Abstract

The phase transition in NpO2 at T0 ≈ 25.5 K is accompanied by the onset of superlattice reflections in the x-ray Bragg diffraction pattern, with intensity enhanced by an electric dipole (E1) event. Additional experiments using other techniques indicate no ordering at T0 of Np magnetic moments. Absence of long-range magnetic order below T0 fits with the outcome of a polarization analysis of superlattice intensities at 12 K; signals are observed in both the unrotated (σ'σ) and rotated (π'σ) channels of scattering while magnetic (dipole) moments would contribute only in the rotated channel.
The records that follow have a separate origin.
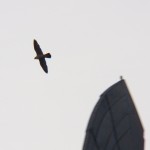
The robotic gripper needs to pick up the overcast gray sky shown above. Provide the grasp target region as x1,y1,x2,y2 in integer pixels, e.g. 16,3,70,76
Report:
0,0,150,150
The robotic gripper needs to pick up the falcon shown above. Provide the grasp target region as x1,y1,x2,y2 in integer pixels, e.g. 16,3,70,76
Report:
33,40,51,73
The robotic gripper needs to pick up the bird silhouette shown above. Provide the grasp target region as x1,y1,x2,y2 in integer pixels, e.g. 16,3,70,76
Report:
33,39,51,73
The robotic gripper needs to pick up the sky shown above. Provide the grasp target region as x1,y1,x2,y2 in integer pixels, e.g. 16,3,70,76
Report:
0,0,150,150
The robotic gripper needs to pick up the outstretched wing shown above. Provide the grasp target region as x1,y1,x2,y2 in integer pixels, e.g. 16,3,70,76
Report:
39,58,48,73
34,40,43,55
83,80,144,150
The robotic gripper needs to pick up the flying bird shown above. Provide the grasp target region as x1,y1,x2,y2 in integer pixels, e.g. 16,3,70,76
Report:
33,40,51,73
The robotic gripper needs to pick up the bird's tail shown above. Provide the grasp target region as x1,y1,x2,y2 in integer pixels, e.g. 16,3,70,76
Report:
44,53,51,58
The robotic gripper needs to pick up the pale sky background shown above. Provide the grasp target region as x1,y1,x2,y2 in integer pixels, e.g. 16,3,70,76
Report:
0,0,150,150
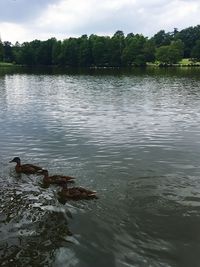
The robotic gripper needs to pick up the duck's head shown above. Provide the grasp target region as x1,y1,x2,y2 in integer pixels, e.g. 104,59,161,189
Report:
9,157,21,164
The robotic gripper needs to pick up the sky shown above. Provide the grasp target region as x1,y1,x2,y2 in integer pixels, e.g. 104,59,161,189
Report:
0,0,200,44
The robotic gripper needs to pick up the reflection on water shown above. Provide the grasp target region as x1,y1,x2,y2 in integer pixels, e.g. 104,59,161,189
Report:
0,69,200,267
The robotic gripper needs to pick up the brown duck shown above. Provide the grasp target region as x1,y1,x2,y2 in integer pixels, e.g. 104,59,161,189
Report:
39,170,75,185
10,157,42,174
58,186,98,200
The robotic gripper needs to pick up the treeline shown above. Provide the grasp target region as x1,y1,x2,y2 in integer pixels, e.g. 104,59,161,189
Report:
0,25,200,67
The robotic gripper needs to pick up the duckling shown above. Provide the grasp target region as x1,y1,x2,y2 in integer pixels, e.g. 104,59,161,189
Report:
58,185,98,200
39,170,75,185
10,157,42,174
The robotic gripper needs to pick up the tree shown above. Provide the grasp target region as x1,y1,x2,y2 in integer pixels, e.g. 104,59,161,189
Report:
152,30,172,47
122,34,147,66
191,40,200,61
155,40,183,64
3,41,14,62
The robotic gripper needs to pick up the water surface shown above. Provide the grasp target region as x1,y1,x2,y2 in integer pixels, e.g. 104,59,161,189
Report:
0,69,200,267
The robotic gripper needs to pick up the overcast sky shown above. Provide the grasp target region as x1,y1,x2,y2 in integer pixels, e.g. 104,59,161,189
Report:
0,0,200,44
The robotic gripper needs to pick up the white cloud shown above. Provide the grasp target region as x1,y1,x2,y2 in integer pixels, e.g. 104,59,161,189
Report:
0,0,200,42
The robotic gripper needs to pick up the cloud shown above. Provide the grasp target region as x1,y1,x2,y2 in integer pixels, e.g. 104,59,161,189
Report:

We demonstrate that these empirical findings, together with a narrow energy profile of the Bragg intensity at the Np M4 edge, are consistent with magnetic and charge contributions to the E1 Bragg amplitude described by Np 5f multipoles of ranks 3 (octupole) and 4 (hexadecapole). Key to our understanding of the x-ray diffraction data gathered in the vicinity of the Np M4 edge is recognition of an exchange field creating 3d3/2 core-level structure. The particular importance of the exchange field at the Np M4 edge is emphatically revealed in calculations of the corresponding x-ray absorption spectrum with and without the core–valence interaction. From the experimental information about NpO2 we can infer a ground-state wavefunction for the Np 5f3 valence shell and estimate saturation values for the octupole and hexadecapole. We are led to null values for Np multipoles of ranks 2 (quadrupole) and 5 (triakontadipole).